5.2.4.   4ª imagem: “DEUS JUSTO JUÍZ” ( 200 a. C.)   

·         O grande embate com a cultura grega e todo o perigo que ela representava para a fé monoteísta, através de violenta perseguição que os religiosos piedosos sofriam. A impressão que se tinha, ao menos para alguns, que “salve-se quem puder”, ou ainda, “tanto faz como fez” (Jó 9, 22; Ecle 9, 2-3).
·         Como resposta a essa impressão surge dois fortes movimentos; a) Apocalíptico e, b) Messiânico-escatológico.
·         Enquanto por um lado, a mentalidade apocalíptica trabalha mais com o “fim da história”, como o “Grande e Temível Dia do Senhor”, que virá a terra para julgar o mundo atual e instaurar outro mundo de eterna justiça. Por outro lado, a mentalidade messiânico-escatológico busca a restauração da dinastia davídica como princípio de libertação para todo o povo. E nesse sentido, ganha força a crença na ressurreição dos justos, portanto aqueles que permanecerem firmes na fé serão brindados com a vida eterna ao lado do Senhor.   


  


[1] Apóio-me para elaborar esta apostila no curso de Revelação ministrado pelo Prof.

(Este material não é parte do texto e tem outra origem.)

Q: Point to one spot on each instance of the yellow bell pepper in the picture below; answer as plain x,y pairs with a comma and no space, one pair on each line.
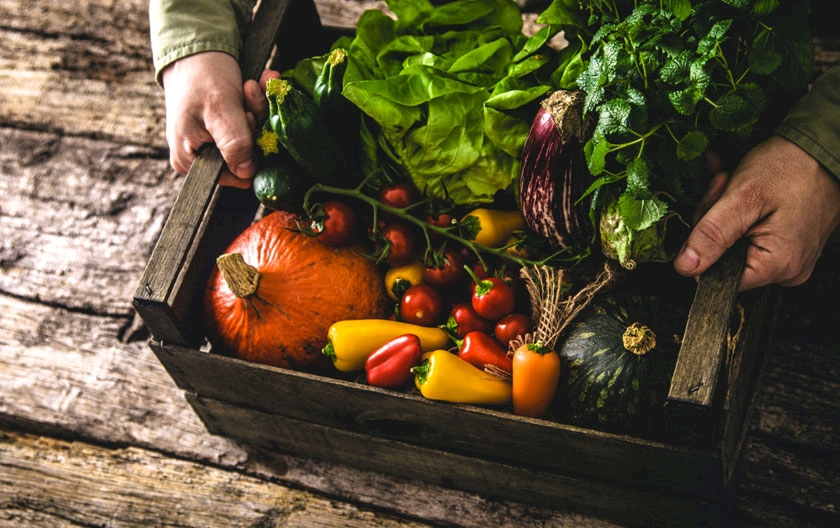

Afonso M. L. Soares, no ano de 1999 onde cursava o segundo ano de Teologia na ITESA.
[2] Catecismo da Igreja Católica nº50
[3] grego paidagogía, -as, educação de crianças. O pedagogo era o responsável para conduzir as crianças até o mestre. Nesse sentido,pode-se dizer que, as Escrituras é a pedagoga que nos conduz ao encontro com Deus.
[4] SOARES, Afonso M. A., VILHENA, Maria A. O mal: como explicá-lo. pp.  53-63. São Paulo: Paulus, 2003.